The NRC requested that the licensee provide a summary of results from the Safety Culture Assessment, which is attached.

b. Please provide a copy of the presentation entitled Palisades Nuclear Power Plant Safety Culture Assessment Results, dated April 5, 2012, and any other information from and about that assessment.

The NRC does not have a copy of the licensees presentation related to the assessment results.

c. What action is the NRC taking in response to this Safety Culture assessment?

How is the NRC ensuring that Palisades is taking appropriate actions in responding to the problems identified in the Safety Culture assessment?

The NRC resident inspectors have reviewed the complete Safety Culture Assessment report.

We have informed the licensee that there will be a public meeting this summer to discuss the licensees plan and progress in addressing its safety culture issues. In addition, the NRC will conduct a supplemental inspection that will include our assessment of Palisades safety culture.

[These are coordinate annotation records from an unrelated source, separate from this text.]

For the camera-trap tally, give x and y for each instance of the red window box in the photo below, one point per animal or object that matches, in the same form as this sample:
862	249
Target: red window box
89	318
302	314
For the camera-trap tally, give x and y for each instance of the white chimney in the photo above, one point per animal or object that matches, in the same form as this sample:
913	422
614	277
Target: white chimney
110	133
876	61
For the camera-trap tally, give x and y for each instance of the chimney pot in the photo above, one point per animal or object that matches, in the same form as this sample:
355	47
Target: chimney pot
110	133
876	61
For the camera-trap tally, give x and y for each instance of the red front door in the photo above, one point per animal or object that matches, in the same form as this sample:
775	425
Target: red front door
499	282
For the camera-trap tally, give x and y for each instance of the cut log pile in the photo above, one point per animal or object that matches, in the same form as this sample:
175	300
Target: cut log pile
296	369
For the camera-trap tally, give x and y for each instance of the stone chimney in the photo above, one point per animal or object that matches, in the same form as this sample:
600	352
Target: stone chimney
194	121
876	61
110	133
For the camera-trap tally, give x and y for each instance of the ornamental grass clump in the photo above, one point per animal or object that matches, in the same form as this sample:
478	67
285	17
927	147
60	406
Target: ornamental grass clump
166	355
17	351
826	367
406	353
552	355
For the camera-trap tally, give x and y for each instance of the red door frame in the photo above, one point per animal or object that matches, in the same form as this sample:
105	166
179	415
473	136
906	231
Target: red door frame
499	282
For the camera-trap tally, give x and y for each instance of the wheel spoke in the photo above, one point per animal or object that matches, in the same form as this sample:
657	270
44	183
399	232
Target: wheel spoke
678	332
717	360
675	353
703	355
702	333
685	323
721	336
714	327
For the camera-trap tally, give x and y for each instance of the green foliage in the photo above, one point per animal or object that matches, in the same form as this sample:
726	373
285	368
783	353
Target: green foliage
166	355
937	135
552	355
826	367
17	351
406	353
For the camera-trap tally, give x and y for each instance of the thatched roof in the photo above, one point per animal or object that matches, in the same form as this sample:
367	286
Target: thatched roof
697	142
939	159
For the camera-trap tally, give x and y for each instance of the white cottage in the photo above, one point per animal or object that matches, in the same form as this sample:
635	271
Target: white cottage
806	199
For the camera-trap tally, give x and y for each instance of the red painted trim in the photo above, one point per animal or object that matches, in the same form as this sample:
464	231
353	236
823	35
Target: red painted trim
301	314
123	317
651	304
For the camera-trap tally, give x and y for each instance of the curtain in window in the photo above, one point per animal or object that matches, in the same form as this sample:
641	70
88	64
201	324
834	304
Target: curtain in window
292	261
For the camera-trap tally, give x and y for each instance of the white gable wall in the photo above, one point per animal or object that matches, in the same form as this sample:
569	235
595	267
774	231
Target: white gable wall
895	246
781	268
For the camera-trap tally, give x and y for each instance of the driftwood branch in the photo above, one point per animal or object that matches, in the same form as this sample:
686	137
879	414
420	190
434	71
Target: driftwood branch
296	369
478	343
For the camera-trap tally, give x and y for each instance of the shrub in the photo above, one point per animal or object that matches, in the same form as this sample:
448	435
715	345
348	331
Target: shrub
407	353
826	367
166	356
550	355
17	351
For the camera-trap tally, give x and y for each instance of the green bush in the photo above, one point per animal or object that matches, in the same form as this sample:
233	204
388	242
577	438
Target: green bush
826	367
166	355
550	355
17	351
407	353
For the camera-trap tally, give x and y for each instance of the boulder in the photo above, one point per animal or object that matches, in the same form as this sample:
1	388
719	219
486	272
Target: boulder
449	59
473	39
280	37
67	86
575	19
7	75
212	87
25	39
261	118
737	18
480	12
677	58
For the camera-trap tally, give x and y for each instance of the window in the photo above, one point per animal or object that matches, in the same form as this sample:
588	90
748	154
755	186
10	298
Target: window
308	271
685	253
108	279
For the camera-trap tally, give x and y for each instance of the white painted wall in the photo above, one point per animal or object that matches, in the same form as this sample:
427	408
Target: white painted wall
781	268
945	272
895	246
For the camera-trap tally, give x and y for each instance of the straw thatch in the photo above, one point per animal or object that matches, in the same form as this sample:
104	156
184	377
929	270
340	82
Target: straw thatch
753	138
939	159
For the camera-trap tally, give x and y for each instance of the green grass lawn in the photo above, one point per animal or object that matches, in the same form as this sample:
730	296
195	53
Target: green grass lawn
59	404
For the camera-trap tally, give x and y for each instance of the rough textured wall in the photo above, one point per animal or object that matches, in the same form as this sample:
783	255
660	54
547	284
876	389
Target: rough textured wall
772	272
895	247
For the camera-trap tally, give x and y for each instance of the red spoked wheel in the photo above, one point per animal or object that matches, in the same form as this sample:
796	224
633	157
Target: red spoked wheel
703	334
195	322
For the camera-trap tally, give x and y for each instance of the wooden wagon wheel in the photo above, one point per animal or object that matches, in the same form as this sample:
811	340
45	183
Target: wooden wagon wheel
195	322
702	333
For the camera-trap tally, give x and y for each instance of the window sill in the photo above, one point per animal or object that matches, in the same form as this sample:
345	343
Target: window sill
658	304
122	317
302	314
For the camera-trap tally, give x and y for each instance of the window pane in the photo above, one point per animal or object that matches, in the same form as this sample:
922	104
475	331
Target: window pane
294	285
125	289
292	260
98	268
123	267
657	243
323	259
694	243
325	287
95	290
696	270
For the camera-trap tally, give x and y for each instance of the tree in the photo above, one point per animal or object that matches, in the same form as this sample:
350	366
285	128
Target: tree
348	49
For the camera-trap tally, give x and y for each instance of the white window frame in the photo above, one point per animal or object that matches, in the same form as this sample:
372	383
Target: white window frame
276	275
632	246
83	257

The supplemental inspection will have a safety culture expert from headquarters assigned to the team. The NRC will review this new information to determine if additional actions are required.

Since the safety culture assessment will be performed on an ongoing basis, the resident inspectors are in a position to directly observe management and worker behaviors during routine inspection activities. This includes frequent interaction with workers. The inspectors have been and continue to watch for signs of degradation of safety culture. The inspectors have been actively following up on previous NRC-identified issues relating to safety culture (substantive cross cutting issues). Inspectors from the regional office who have been on site (for a recently completed supplemental inspection and for SIRWT repairs) have also been in a position to assess employee behaviors.

d. What action did Entergy take in response to the safety culture findings?

Licensee actions to address the safety culture issues are being provided under a separate cover letter.